Literature DB >> 10499310

Hemodiafiltration--a new treatment option for hyperphosphatemia in hemodialysis patients.

C Zehnder1, J P Gutzwiller, K Renggli.   

Abstract

BACKGROUND: Hemodiafiltration is used to increase the convective transport and thereby the elimination of small and middle molecules, mainly beta2-microglobulin (beta2-M) across the dialysis membranes. There is little information concerning urea, creatinine, beta2-M and principally phosphate kinetics during hemodiafiltration in vivo. In this prospective study, we evaluated the transmembrane solute mass removal (TSR) and clearance (Kd) of urea, creatinine and phosphate as well as serum beta2-M reduction rate (beta2-MRR) and collected beta2-M in dialysate plus ultrafiltrate during high-flux hemodialysis (HD) and post-dilutional hemodiafiltration (HDF).

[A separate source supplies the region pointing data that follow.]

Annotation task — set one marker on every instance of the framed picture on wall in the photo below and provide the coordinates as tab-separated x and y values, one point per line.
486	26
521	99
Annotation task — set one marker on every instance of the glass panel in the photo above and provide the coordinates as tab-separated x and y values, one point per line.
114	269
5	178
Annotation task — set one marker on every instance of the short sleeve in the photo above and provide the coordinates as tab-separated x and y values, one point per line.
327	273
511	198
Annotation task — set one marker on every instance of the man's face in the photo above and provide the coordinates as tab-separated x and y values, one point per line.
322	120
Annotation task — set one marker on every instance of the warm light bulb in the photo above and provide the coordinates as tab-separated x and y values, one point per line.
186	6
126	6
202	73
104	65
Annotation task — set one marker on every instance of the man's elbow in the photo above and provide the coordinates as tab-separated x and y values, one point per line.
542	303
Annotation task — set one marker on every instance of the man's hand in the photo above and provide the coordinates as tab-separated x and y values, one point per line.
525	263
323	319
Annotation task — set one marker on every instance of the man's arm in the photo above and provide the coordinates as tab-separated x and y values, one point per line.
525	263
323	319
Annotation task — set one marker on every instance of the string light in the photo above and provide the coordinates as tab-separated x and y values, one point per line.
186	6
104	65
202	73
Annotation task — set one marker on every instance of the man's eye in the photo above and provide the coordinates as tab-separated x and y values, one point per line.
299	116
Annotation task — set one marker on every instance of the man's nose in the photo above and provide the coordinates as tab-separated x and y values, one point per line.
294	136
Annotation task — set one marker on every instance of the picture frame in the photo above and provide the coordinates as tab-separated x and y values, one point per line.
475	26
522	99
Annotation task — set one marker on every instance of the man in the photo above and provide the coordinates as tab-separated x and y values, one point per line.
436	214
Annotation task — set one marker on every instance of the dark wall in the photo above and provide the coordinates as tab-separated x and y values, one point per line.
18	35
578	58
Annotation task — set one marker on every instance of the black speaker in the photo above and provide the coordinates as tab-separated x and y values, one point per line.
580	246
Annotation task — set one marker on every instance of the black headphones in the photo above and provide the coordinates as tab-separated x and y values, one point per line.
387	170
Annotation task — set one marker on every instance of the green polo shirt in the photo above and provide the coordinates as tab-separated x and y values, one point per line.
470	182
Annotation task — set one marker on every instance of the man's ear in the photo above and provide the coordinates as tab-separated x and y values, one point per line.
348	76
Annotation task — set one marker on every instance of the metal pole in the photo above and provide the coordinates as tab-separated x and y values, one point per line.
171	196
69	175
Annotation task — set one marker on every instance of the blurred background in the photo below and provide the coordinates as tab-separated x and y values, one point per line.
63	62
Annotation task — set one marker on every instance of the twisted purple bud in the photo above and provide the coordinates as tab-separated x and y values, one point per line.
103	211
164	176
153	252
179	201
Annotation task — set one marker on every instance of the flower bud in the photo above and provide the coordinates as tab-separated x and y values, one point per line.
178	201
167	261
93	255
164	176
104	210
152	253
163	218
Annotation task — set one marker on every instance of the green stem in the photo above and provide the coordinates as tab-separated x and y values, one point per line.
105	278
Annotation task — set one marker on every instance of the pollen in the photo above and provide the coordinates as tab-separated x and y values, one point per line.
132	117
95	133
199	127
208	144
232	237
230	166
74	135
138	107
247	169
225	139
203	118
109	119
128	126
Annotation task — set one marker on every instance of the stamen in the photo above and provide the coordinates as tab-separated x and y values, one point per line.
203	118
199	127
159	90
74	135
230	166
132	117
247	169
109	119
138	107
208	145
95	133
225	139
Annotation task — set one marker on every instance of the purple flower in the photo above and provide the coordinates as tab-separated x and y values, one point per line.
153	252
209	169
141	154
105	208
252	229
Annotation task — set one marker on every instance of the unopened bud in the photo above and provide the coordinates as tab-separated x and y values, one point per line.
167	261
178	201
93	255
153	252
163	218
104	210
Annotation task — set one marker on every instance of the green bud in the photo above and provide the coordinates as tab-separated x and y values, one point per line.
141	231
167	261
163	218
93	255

PATIENTS AND METHODS: 16 patients were studied using a polysulfone capillary filter (1.6 m2 surface area, 40 microm fiber internal diameter and 200 microm, wall thickness) during 2 one-week periods: first week HD 1.6 m2 and second week HDF 1.6 m2. Treatment time was 4 hours, blood flow rate 300 ml/min with constant dialysate and ultrafiltration rates for HD and HDF periods. TSR, Kd, beta2-MRR and beta2-M collection were assessed during the mid-week treatment. In a second part of the study, we repeated the same protocol using a second high-flux polysulfone capillary filter (2.4 m2 surface area, 30 microm fiber diameter and 150 microm wall thickness).
RESULTS: TSR and Kd of urea and creatinine were not improved by HDF, however, HDF increased TSR and Kd of phosphate. Phosphate clearance rose from 120 (HD 1.6 m2) to 159 (HDF 1.6 m2) (p < 0.005) and from 146 (HD 2.4 m2) to 206 (HDF 2.4 m2) (p < 0.005) ml/min. Beta2-MRR increased from 64.1 +/- 8.6 to 77.7 +/- 8.2% (p < 0.005) and from 75.0 +/- 5.1 to 82.9 +/- 8.5% (p < 0.005) during HDF 1.6 m2 and HDF 2.4 m2, respectively. Collected beta2-M remained unchanged. This discrepancy seems to be due to an enhanced beta2-M adsorption to the polysulfone membrane during HDF.
CONCLUSION: Our results provide a strong evidence that HDF has no advantage over HD with respect to urea and creatinine removal in vivo. However, HDF did improve the elimination of phosphate and should be considered as an additional treatment option for hyperphosphatemia in dialysis patients. HDF improves significantly the elimination of beta2-M.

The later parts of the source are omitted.